A Man Walks into a Bar: Riff #10

A malapropism walks into a bar,
looking for all intensive purposes like a wolf in cheap clothing,
muttering epitaphs and casting dispersions on his magnificent other,
who takes him for granite.

Like the person I my-own-self heard refer to “the cold face” (vice “the coal face,” meaning “at the point of the (hard) work”), many of us know words and expressions that we’ve only ever heard, never read, and that we can scramble ever so slightly as a result.

Add that to the ever-so-helpful auto-completions from word-processing software and, for all intensive purposes, you can generate malapropisms that spelling check will never find.

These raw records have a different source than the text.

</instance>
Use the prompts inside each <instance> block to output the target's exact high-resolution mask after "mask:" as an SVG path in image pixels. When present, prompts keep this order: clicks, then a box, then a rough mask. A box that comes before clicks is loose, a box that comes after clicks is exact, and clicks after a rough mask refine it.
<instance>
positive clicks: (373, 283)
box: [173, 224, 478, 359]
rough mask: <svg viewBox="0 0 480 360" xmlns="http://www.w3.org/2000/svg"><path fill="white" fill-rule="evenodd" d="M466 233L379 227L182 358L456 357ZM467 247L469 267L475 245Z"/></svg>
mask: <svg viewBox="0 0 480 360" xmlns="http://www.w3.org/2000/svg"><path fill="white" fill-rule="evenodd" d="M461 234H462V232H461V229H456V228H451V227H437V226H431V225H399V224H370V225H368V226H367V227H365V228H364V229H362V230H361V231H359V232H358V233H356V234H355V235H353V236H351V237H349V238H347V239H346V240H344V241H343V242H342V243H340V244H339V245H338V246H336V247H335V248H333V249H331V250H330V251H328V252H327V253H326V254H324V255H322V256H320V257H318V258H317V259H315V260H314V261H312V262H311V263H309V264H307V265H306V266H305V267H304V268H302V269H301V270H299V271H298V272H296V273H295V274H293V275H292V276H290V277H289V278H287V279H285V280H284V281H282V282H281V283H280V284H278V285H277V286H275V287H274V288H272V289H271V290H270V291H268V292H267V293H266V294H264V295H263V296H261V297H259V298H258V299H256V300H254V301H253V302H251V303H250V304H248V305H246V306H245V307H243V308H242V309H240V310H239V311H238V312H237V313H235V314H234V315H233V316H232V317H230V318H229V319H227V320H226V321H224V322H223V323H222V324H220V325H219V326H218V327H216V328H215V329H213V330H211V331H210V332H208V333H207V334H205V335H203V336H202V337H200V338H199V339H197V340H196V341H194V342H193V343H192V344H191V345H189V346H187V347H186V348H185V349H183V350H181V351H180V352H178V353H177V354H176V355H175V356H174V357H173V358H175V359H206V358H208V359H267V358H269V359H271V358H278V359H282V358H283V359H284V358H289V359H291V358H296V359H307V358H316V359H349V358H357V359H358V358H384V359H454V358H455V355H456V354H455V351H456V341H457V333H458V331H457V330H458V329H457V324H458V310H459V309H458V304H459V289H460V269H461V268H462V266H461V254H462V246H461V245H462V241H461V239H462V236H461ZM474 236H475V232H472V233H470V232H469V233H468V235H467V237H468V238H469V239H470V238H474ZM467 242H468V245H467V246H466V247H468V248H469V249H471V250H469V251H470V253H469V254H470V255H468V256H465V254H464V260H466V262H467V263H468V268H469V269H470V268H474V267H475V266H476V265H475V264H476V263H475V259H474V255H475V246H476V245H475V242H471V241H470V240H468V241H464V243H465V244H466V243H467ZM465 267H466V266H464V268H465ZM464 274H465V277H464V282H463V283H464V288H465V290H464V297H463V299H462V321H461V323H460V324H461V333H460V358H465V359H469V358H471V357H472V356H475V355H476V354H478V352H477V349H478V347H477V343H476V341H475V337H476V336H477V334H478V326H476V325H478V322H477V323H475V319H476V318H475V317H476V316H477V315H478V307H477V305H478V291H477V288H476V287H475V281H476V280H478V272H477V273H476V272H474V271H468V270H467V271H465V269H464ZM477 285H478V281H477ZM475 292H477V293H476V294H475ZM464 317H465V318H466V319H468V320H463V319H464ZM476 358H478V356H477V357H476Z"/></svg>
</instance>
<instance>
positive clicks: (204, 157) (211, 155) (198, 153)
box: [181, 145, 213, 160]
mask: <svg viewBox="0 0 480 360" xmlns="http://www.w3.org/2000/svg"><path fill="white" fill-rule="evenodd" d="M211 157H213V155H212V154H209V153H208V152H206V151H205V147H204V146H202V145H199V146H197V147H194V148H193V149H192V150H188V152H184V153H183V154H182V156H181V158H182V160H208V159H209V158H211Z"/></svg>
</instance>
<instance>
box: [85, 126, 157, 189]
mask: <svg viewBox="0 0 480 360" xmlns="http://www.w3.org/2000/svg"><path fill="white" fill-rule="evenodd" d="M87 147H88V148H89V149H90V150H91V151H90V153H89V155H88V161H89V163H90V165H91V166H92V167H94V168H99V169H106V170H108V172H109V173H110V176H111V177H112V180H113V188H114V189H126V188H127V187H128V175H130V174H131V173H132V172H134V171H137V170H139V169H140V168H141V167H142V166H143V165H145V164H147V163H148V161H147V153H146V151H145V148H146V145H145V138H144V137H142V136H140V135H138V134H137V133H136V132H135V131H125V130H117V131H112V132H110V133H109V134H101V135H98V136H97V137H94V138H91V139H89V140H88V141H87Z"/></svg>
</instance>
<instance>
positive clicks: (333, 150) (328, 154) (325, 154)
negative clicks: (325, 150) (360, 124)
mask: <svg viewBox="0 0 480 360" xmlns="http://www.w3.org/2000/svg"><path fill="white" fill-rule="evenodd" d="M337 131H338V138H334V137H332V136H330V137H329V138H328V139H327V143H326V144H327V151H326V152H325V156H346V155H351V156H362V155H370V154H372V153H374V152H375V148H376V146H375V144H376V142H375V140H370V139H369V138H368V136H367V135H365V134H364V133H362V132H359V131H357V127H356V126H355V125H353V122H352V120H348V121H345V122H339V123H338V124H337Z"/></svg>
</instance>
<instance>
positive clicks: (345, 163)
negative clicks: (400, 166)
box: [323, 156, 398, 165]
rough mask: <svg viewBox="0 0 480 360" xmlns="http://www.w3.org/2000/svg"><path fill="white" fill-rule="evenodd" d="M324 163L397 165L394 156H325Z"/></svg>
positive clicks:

Never take a good copy editor for granite, but do stand well back if they start muttering epitaphs.

2 Comments

  1. Jim Taylor

    Surely someone has published a collection of these malapropisms? And do they include instances where the word is pronounced the same, but spelled differently: not/knot/naught, weigh/way, read/rede/reed….

    Jim T

    Wasn’t there a comedian, used to appear often on the Ed Sullivan Show, who made his schtick out of using the wrong word that sounded as if it might be the right word?

    1. Isabel Gibson

      Jim – A quick review shows that, yes, blogs and maybe some books showcase malapropisms (this, for example). Although they all rely on mis-hearing something, I think they’re driven more by scrambled words (and not understanding the meaning of the idiom) than by homonyms as such.